Yes, PackageCompiler.jl should work, just slow and huge binaries, that should work with Python and all features. But for smaller binaries:
You can look at:
I’m not sure it’s been announced yet.
PythonCall.jl is also excellent, and also allows you to call Julia from Python. There’s strictly no reason to need to make a Python extension, if you just want to use Julia code with other languages (callable from C, C++ with jluna, Rust and many other languages have packages to call Julia). When calling Python, PythonCall.jl takes care of all the Python dependencies, so it’s easy, not sure about when calling from Python to Julia, if it does the same for Julia. Julia’s package manager is for that, and likely it’s also (as) easy.

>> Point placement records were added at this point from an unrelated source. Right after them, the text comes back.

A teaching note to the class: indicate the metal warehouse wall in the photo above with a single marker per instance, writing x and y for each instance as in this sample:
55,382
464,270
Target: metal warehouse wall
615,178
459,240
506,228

I just haven’t checked it, since Julia is my main language.
It took me some time to find this back for you, but while looking I also found (I recalled that was the programmer, they’re both excellent):
In-process C Compiler Via Julia!
I’m not sure what I found, that’s not documented and is old, but seems interesting.
That should be documented, it’s not obvious it would be missing. It seems calling C code, using a Julia keyword, would be easy, but I suspect calling C is the easy part, the keyword is about calling a compiled .so binary.
I suppose there’s a workaround, or hopefully soon ccall
will be supported. And the GC. That’s not inherently difficult, and GC only from the runtime should be small. I suppose that would enable a lot more stuff working, possibly I/O without the workarounds.
If you call from Python you have all than I/O, GC on the Python side, or with PythonCall.jl all on both sides.
Note also (Julia can run with 2 KB of RAM):
https://seelengrab.github.io/articles/Running%20Julia%20baremetal%20on%20an%20Arduino/
For static analysis, I would look into JET.jl. I just started trying it out and it gave me 5, then 50 possible errors for rather short code (which is actually working), so a bit intimidating.